In 1996, Bothtec Corporation released in Japan a CD-ROM containing a collection of images and artwork used in Tactics Ogre: Let Us Cling Together. The package is titled Tactics Ogre Complete Works and also includes icons, wallpapers, databases and a screen saver.

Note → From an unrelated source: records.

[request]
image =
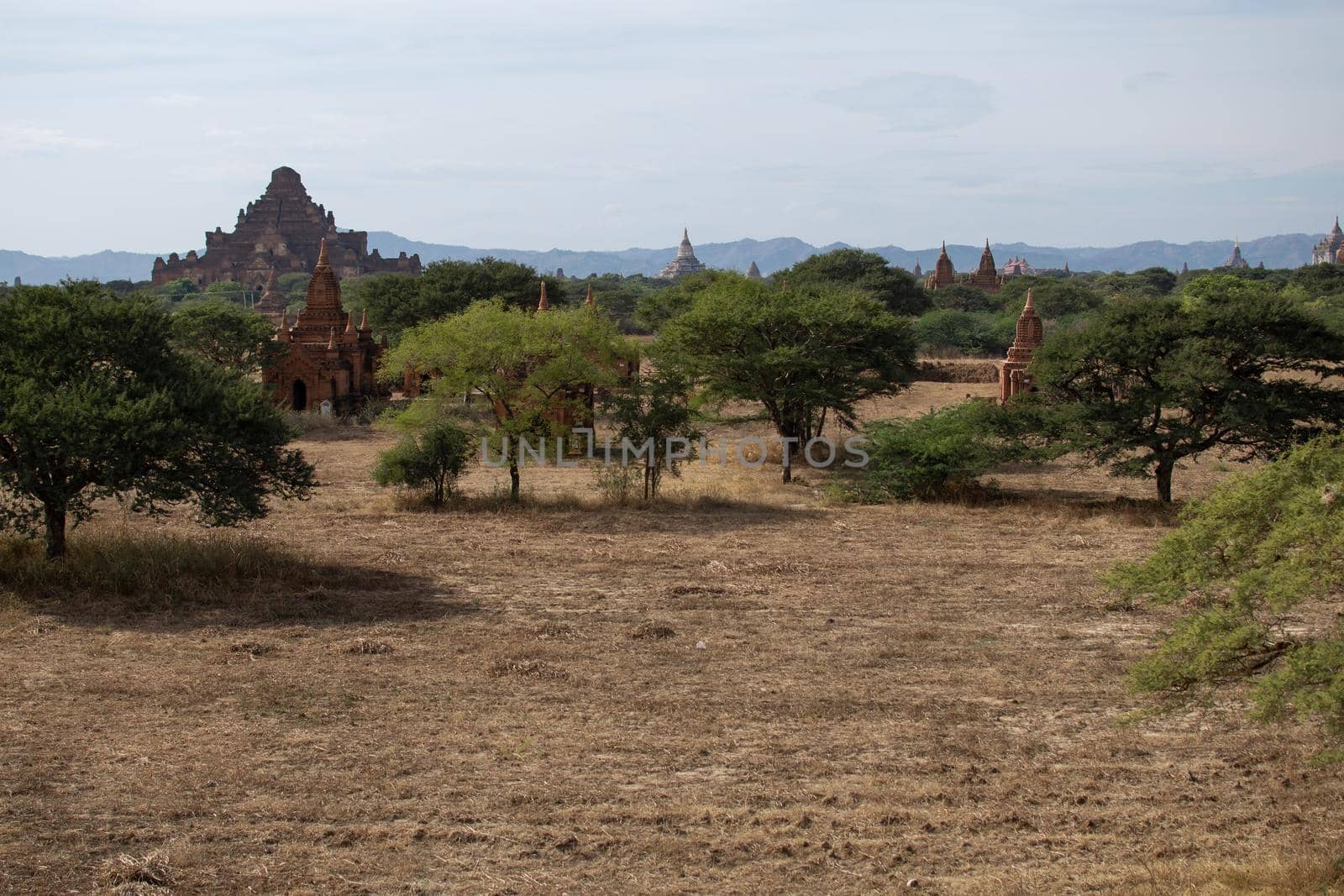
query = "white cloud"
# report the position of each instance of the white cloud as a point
(27, 139)
(917, 102)
(175, 100)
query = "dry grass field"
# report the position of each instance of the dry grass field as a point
(748, 688)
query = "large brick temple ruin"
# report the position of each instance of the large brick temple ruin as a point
(985, 277)
(280, 233)
(327, 358)
(1330, 250)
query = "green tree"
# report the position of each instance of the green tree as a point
(96, 403)
(176, 291)
(526, 365)
(963, 297)
(1155, 380)
(223, 333)
(432, 459)
(448, 288)
(944, 453)
(1258, 567)
(228, 291)
(801, 354)
(658, 307)
(386, 297)
(945, 328)
(867, 271)
(1053, 298)
(655, 410)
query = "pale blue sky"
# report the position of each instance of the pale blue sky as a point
(612, 123)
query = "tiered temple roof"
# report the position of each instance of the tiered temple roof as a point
(1030, 336)
(685, 262)
(280, 231)
(1328, 250)
(328, 358)
(987, 275)
(944, 275)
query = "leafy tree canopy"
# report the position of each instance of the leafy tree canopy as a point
(396, 301)
(1260, 569)
(803, 354)
(1153, 380)
(96, 403)
(524, 364)
(867, 271)
(223, 333)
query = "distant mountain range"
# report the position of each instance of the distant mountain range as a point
(1288, 250)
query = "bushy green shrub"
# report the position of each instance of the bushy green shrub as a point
(430, 461)
(944, 453)
(1260, 564)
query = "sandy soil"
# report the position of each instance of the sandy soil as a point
(746, 689)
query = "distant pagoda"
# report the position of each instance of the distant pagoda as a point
(685, 264)
(280, 233)
(1328, 249)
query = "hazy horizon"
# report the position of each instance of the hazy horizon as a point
(601, 127)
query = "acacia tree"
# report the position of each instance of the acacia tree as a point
(430, 459)
(652, 411)
(1155, 380)
(524, 364)
(94, 403)
(223, 333)
(1258, 567)
(396, 302)
(857, 269)
(804, 354)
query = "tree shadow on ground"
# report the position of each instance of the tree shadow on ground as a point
(172, 582)
(664, 515)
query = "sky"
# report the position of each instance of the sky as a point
(597, 123)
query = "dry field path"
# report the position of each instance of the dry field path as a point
(884, 694)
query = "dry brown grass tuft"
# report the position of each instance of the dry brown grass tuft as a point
(128, 875)
(528, 669)
(652, 631)
(367, 647)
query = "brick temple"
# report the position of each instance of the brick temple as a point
(984, 277)
(1330, 249)
(282, 233)
(327, 358)
(1030, 336)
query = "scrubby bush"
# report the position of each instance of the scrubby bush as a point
(1258, 564)
(944, 453)
(430, 461)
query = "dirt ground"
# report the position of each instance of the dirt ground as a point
(750, 688)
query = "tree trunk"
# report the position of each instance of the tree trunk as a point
(1164, 481)
(55, 517)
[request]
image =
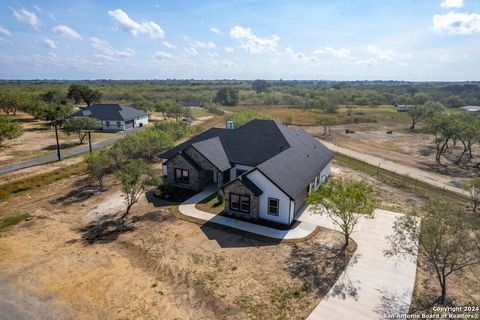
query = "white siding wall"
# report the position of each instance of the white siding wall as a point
(271, 191)
(143, 120)
(238, 166)
(113, 125)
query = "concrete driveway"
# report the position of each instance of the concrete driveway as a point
(372, 285)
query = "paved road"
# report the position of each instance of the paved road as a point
(432, 179)
(64, 154)
(372, 285)
(304, 229)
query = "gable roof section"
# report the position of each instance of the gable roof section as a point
(293, 169)
(247, 183)
(113, 112)
(212, 149)
(250, 144)
(187, 158)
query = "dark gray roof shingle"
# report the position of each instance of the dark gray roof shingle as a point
(112, 112)
(290, 159)
(212, 149)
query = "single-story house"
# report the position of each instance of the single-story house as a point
(114, 117)
(265, 169)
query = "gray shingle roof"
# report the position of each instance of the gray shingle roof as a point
(293, 169)
(212, 149)
(290, 159)
(112, 112)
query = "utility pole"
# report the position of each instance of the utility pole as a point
(58, 144)
(90, 141)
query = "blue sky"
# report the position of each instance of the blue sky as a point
(241, 39)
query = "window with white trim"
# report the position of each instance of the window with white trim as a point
(273, 206)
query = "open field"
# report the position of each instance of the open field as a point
(38, 140)
(161, 267)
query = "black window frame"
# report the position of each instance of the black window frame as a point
(239, 172)
(241, 202)
(277, 207)
(183, 179)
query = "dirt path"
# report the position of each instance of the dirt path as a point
(433, 179)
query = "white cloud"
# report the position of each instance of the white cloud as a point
(368, 62)
(253, 44)
(228, 63)
(294, 56)
(169, 45)
(26, 16)
(208, 45)
(161, 55)
(67, 32)
(4, 33)
(335, 53)
(215, 30)
(451, 3)
(129, 25)
(49, 43)
(104, 47)
(191, 51)
(381, 54)
(457, 23)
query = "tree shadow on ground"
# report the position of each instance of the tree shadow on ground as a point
(319, 266)
(82, 190)
(105, 230)
(233, 238)
(65, 145)
(393, 303)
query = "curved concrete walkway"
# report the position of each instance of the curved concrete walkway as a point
(303, 230)
(372, 285)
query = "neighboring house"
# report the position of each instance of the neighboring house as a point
(114, 117)
(264, 168)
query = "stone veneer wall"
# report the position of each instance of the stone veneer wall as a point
(204, 163)
(239, 188)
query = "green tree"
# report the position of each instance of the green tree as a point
(473, 187)
(53, 112)
(344, 202)
(443, 237)
(81, 126)
(227, 96)
(136, 177)
(420, 112)
(153, 142)
(54, 96)
(99, 164)
(420, 98)
(78, 92)
(10, 102)
(242, 117)
(9, 129)
(260, 86)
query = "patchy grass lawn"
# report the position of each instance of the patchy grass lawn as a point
(162, 268)
(211, 205)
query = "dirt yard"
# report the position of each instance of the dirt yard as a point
(39, 140)
(412, 149)
(69, 262)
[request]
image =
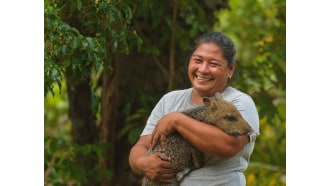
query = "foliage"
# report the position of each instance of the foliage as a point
(79, 35)
(261, 73)
(61, 166)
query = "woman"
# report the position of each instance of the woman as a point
(211, 66)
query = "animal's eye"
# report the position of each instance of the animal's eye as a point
(230, 118)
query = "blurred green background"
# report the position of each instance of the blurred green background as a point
(107, 63)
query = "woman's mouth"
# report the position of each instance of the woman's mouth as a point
(203, 79)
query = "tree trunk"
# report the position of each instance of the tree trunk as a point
(109, 113)
(84, 129)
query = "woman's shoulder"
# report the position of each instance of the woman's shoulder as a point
(178, 93)
(231, 94)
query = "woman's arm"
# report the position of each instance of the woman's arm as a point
(207, 138)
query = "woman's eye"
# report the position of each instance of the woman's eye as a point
(198, 60)
(214, 64)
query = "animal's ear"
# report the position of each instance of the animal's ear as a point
(218, 95)
(206, 100)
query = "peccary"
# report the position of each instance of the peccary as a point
(183, 156)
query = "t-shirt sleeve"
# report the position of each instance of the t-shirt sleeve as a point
(156, 114)
(248, 110)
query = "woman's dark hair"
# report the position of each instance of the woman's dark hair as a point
(225, 43)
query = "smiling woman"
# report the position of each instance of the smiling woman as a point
(211, 65)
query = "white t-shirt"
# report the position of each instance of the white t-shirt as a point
(216, 171)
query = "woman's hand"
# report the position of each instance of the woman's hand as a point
(164, 127)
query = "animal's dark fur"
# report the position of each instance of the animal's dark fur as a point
(183, 156)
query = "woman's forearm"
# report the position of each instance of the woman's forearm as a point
(207, 138)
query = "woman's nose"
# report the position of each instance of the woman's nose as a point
(203, 67)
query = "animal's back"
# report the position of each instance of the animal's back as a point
(184, 157)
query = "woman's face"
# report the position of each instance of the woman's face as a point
(208, 70)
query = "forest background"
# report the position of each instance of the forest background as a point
(107, 63)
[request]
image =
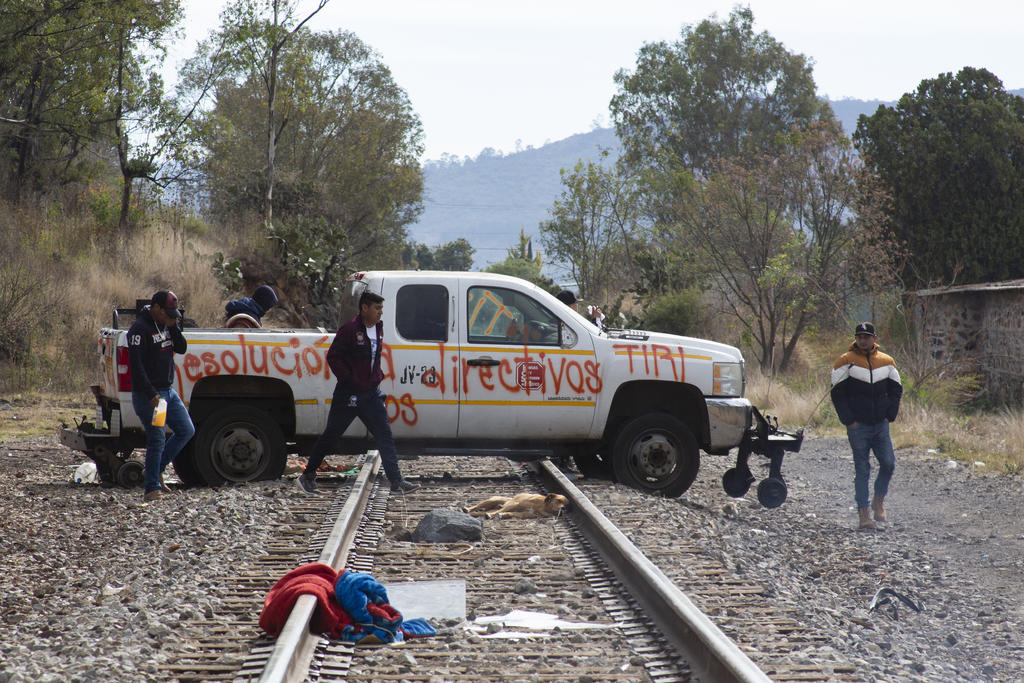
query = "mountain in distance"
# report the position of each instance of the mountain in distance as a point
(487, 200)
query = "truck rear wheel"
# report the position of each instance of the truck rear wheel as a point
(239, 443)
(656, 453)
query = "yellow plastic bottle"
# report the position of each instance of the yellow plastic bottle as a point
(160, 413)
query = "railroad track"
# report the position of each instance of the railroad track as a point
(578, 566)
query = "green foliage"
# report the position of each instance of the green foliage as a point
(521, 262)
(722, 89)
(664, 268)
(456, 255)
(593, 226)
(677, 313)
(952, 155)
(347, 178)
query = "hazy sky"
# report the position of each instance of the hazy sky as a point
(498, 74)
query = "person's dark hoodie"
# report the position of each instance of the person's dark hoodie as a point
(151, 353)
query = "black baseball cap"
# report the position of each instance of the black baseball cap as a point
(566, 297)
(168, 301)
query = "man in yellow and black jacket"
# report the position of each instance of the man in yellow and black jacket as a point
(866, 391)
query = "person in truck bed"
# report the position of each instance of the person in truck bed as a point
(241, 312)
(153, 341)
(354, 357)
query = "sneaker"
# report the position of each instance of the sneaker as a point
(403, 485)
(307, 484)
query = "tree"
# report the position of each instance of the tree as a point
(952, 156)
(521, 262)
(455, 255)
(258, 33)
(775, 235)
(592, 227)
(348, 178)
(53, 78)
(136, 94)
(719, 91)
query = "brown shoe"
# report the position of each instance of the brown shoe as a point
(879, 508)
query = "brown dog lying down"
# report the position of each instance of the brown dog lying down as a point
(520, 505)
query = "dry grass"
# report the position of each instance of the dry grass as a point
(37, 414)
(801, 398)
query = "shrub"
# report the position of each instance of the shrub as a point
(677, 313)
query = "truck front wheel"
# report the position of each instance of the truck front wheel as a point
(239, 443)
(656, 453)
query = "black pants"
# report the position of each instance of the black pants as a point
(371, 410)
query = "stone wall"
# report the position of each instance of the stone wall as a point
(979, 329)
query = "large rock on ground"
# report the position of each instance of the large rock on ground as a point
(448, 526)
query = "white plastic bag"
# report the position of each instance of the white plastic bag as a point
(86, 473)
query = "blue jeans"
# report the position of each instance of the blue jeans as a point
(371, 410)
(863, 439)
(160, 451)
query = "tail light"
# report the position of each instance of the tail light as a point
(124, 370)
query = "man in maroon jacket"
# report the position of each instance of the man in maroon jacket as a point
(354, 357)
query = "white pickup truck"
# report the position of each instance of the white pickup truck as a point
(474, 364)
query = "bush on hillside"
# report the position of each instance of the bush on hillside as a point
(677, 313)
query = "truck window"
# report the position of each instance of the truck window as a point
(497, 315)
(422, 312)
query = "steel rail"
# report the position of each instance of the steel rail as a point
(712, 654)
(293, 650)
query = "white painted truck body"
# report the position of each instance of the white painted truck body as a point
(472, 363)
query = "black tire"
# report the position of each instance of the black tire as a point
(184, 465)
(656, 453)
(130, 474)
(239, 443)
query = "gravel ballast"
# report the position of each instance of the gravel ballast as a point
(94, 584)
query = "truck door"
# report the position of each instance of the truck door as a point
(422, 402)
(526, 374)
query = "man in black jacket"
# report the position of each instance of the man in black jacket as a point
(153, 341)
(354, 357)
(866, 391)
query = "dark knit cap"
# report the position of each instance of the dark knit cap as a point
(265, 297)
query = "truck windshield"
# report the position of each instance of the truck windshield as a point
(498, 315)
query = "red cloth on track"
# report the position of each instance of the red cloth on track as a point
(314, 579)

It is available for Windows 95 and Mac OS.

==Reception==
===Sales===
The series has sold over 2 million copies worldwide, placing it among the best-selling Japanese role-playing game franchises.

|  |  |  | Sales |  |  |  |
| Title | Year | Console | Japan | USA | Total | Ref. |
| Ogre Battle: The March of the Black Queen | 1993 | SNES | 400,000 |  | 400,000 |  |
| Tactics Ogre: Let Us Cling Together | 1995 | SFC | 515,311 | —N/a | 515,311 |  |
| Ogre Battle: The March of the Black Queen - Limited Edition | 1996 | PS | 59,817 | 47,655 | 107,472 |  |
| Ogre Battle: The March of the Black Queen | 1996 | SS | 48,449 | —N/a | 48,449 |  |
| Tactics Ogre: Let Us Cling Together | 1996 | SS | 78,993 | —N/a | 78,993 |  |
| Tactics Ogre: Let Us Cling Together | 1997 | PS | 13,963 | 16,940 | 30,903 |  |
| Ogre Battle 64: Person of Lordly Caliber | 1999 | N64 | 200,770 | 76,529 | 277,299 |  |
| Ogre Battle Gaiden: Prince of Zenobia | 2000 | NGPC | 14,283 | —N/a | 14,283 |  |
| Tactics Ogre: The Knight of Lodis | 2001 | GBA | 282,838 | 100,390 | 383,228 |  |
| Tactics Ogre: Let Us Cling Together | 2010 | PSP | 279,207 | Unknown | 279,207 |  |
|  |  |  | Total sales: 2,135,145 |  |  |  |  |

===Critical reception===
Among critics, the series was acclaimed both in Japan and North America. According to the review aggregator GameRankings, the SNES release of March of the Black Queen has an average aggregate rating of 84%, while the PlayStation port of Let Us Cling Together has an average of 81%. Ogre Battle 64 has an average of 86% and The Knight of Lodis 84%. In Japan, gaming magazine Weekly Famitsu scored the Super Famicom releases of March of the Black Queen and Let Us Cling Together 33/40 and 34/40, respectively. The magazine also provided high scores for Ogre Battle 64 (33/40) and The Knight of Lodis (34/40), while Prince of Zenobia received a slightly lower score, 28/40. The PSP remake of Let Us Cling Together is the most critically acclaimed release in the series, with an average of 88% at GameRankings and a score of 36/40 from Weekly Famitsu.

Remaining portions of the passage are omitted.